The short answer is that the First Amendment doesn't apply to private employers. But, that is not the end of the story in the NFL case.
The NFL is a union shop. All players of union members and are subject to a collective bargaining agreement with the owners, in addition to having individualized contracts with their respective franchises.
Generally speaking, one of the core provisions of any collective bargaining agreement is to prohibit employees from being fired without cause during the term of their employment contracts. Union employees are almost never employees at will. And, the collective bargaining agreement will generally have hard fought definitions concerning what constitutes good cause to fire an employee and what does not.

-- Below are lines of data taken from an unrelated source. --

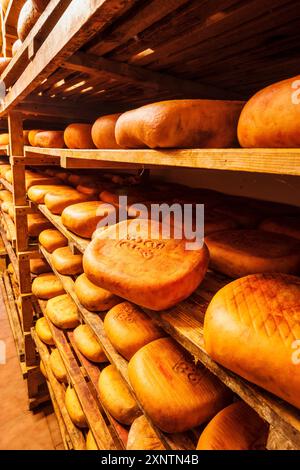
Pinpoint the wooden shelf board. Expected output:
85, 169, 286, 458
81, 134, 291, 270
25, 147, 300, 176
40, 246, 194, 450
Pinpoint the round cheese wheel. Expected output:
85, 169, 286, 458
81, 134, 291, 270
98, 365, 141, 425
83, 220, 209, 310
205, 230, 300, 278
74, 273, 121, 312
0, 132, 10, 145
204, 274, 300, 408
49, 349, 68, 384
104, 302, 166, 361
259, 215, 300, 240
28, 129, 42, 147
17, 0, 40, 41
28, 184, 69, 204
92, 113, 121, 149
12, 39, 23, 57
128, 338, 231, 433
39, 229, 68, 253
32, 274, 65, 300
34, 131, 65, 148
197, 401, 268, 450
35, 317, 55, 346
65, 387, 88, 428
64, 124, 95, 149
27, 214, 53, 237
126, 415, 165, 450
46, 294, 79, 329
86, 431, 98, 450
61, 201, 117, 238
44, 188, 91, 215
52, 246, 82, 276
30, 258, 52, 275
73, 325, 108, 362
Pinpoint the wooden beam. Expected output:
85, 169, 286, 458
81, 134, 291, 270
62, 52, 236, 99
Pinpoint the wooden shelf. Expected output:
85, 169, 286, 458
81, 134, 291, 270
25, 147, 300, 176
31, 328, 85, 450
40, 246, 195, 450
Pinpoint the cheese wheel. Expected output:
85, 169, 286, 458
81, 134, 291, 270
205, 230, 300, 278
73, 325, 108, 362
0, 132, 10, 145
30, 258, 52, 275
34, 131, 65, 148
65, 387, 88, 428
238, 75, 300, 148
46, 294, 79, 329
35, 317, 55, 346
104, 302, 166, 361
98, 365, 142, 425
61, 201, 117, 238
115, 100, 243, 148
204, 274, 300, 408
0, 57, 11, 76
39, 229, 68, 253
126, 415, 165, 450
11, 39, 23, 57
52, 246, 82, 276
259, 215, 300, 240
44, 189, 91, 215
28, 129, 42, 147
83, 220, 209, 310
64, 124, 95, 149
74, 273, 121, 312
92, 113, 121, 149
49, 349, 68, 384
17, 0, 40, 41
27, 214, 52, 237
86, 431, 98, 450
197, 401, 268, 450
28, 184, 70, 204
32, 274, 65, 300
128, 338, 231, 433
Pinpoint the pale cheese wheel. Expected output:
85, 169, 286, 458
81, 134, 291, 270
126, 415, 165, 451
32, 274, 65, 300
45, 188, 91, 215
27, 213, 53, 237
98, 365, 141, 425
39, 229, 68, 253
73, 325, 108, 362
92, 113, 121, 149
61, 201, 117, 238
49, 349, 68, 384
205, 230, 300, 278
128, 338, 231, 433
74, 273, 121, 312
52, 246, 82, 276
104, 302, 166, 361
35, 317, 55, 346
204, 274, 300, 408
34, 131, 65, 148
46, 294, 79, 329
197, 401, 268, 450
65, 387, 88, 428
17, 0, 40, 41
83, 220, 209, 310
64, 124, 95, 149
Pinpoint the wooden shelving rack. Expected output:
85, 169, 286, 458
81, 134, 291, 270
0, 0, 300, 449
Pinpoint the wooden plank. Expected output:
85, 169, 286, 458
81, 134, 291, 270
68, 332, 129, 449
39, 301, 115, 450
31, 329, 85, 450
26, 147, 300, 176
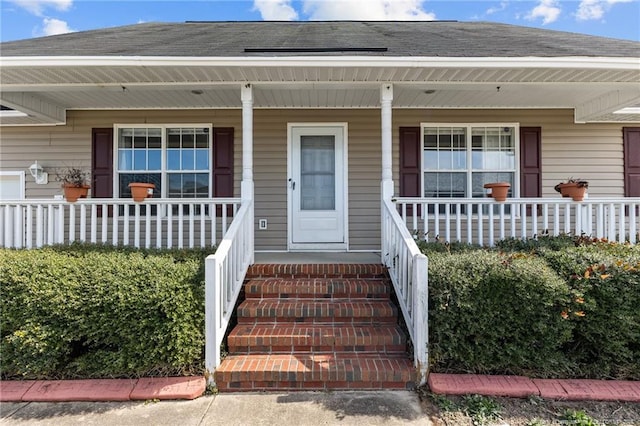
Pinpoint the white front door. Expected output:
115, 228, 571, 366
288, 124, 347, 250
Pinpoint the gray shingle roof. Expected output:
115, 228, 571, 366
0, 21, 640, 57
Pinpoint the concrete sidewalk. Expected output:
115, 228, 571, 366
0, 391, 431, 426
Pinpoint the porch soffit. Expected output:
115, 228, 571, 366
0, 58, 640, 125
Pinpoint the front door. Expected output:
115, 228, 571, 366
288, 124, 347, 250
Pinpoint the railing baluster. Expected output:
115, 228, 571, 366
144, 204, 150, 248
100, 203, 109, 244
35, 204, 44, 247
46, 204, 56, 245
444, 203, 451, 243
156, 204, 164, 248
69, 204, 76, 243
607, 203, 616, 241
525, 203, 538, 237
80, 204, 87, 243
189, 204, 195, 248
26, 206, 33, 248
456, 204, 462, 242
91, 204, 98, 244
487, 205, 494, 247
111, 204, 119, 246
133, 203, 140, 248
200, 203, 207, 248
477, 205, 484, 245
122, 204, 131, 246
214, 203, 218, 246
498, 203, 505, 240
467, 203, 473, 244
178, 204, 184, 248
628, 203, 638, 244
221, 203, 227, 235
167, 206, 173, 248
510, 203, 518, 238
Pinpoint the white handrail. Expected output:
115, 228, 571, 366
393, 197, 640, 246
205, 200, 254, 385
0, 198, 240, 248
382, 200, 429, 385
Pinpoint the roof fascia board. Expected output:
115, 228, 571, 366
574, 89, 640, 123
1, 56, 640, 70
0, 92, 67, 124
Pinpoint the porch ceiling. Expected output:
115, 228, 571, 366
0, 59, 640, 125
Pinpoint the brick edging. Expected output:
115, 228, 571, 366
428, 373, 640, 402
0, 377, 206, 402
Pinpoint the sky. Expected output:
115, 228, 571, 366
0, 0, 640, 42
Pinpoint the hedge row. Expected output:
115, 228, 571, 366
0, 245, 211, 379
422, 237, 640, 380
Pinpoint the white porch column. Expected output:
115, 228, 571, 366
380, 84, 393, 200
240, 83, 253, 200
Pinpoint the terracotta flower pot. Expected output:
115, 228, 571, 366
62, 184, 90, 203
484, 182, 511, 201
557, 182, 587, 201
129, 182, 156, 203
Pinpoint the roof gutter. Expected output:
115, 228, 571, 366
0, 56, 640, 73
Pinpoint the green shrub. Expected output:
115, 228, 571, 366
543, 244, 640, 380
429, 250, 571, 376
0, 245, 210, 378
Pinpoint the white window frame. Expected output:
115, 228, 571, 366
420, 122, 520, 198
0, 170, 26, 200
113, 123, 213, 200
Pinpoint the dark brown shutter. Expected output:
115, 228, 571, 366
520, 127, 542, 198
212, 127, 233, 197
91, 128, 113, 216
400, 127, 422, 215
400, 127, 422, 197
622, 127, 640, 197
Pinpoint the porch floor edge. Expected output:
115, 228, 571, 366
255, 251, 382, 264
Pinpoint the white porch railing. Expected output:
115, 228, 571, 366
382, 201, 429, 385
205, 200, 254, 384
393, 198, 640, 246
0, 198, 240, 248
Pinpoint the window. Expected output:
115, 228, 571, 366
116, 125, 212, 198
421, 124, 518, 198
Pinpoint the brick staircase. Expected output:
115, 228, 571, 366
215, 264, 415, 392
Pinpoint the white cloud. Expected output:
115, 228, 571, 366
527, 0, 561, 25
42, 18, 76, 36
253, 0, 298, 21
302, 0, 436, 21
576, 0, 631, 21
10, 0, 73, 16
576, 0, 604, 21
485, 1, 509, 15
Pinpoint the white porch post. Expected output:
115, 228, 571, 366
240, 83, 253, 200
240, 83, 255, 264
380, 84, 393, 200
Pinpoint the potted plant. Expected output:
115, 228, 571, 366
484, 182, 511, 201
56, 167, 90, 203
129, 182, 156, 203
553, 178, 589, 201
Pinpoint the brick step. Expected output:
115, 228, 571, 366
238, 299, 397, 324
227, 323, 407, 356
244, 278, 391, 299
246, 263, 387, 279
215, 353, 415, 392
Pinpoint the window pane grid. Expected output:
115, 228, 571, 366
423, 125, 517, 198
116, 127, 211, 202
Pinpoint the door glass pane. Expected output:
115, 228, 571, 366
300, 135, 336, 210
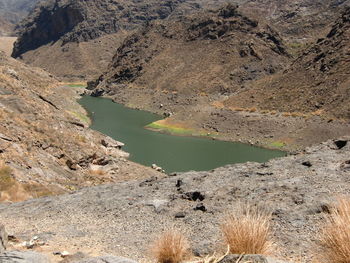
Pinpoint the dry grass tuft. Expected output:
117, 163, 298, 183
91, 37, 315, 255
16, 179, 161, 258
320, 197, 350, 263
221, 206, 275, 255
152, 228, 190, 263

So, while the First Amendment doesn't apply to the NFL, that doesn't mean that NFL players are without all protections from wrongful firing. But, in the NFL case, this turns on the definition of "good cause" adopted in a negotiated collective bargaining agreement between players and owners, and not upon the United States Constitution, and is resolved via an arbitration process agreed to between the union and the owners, rather than in the court system.
Further, as @bdb484 notes, state laws sometimes prohibit firing employees for particular reasons, and specify the consequences of violating those laws.
For example, Colorado law, which would presumably apply to individual employment contracts within the collective bargaining agreement between players for the Denver Broncos and the owners of that franchise, prohibits firing employees for off duty activities that don't affect their work duties subject to certain exceptions, with specified penalties if this requirement is violated (that are generally less generous than a wrongful termination suit, for example, alleging racial discrimination).
This particular Colorado law wouldn't be relevant to something that an NFL player does on the field, but might impact the ability of the NFL to fire a Denver Bronco player for some kinds of off the field conduct. (The statute was enacted in the first place, primarily to protect employees from being fired for smoking tobacco while away from work.)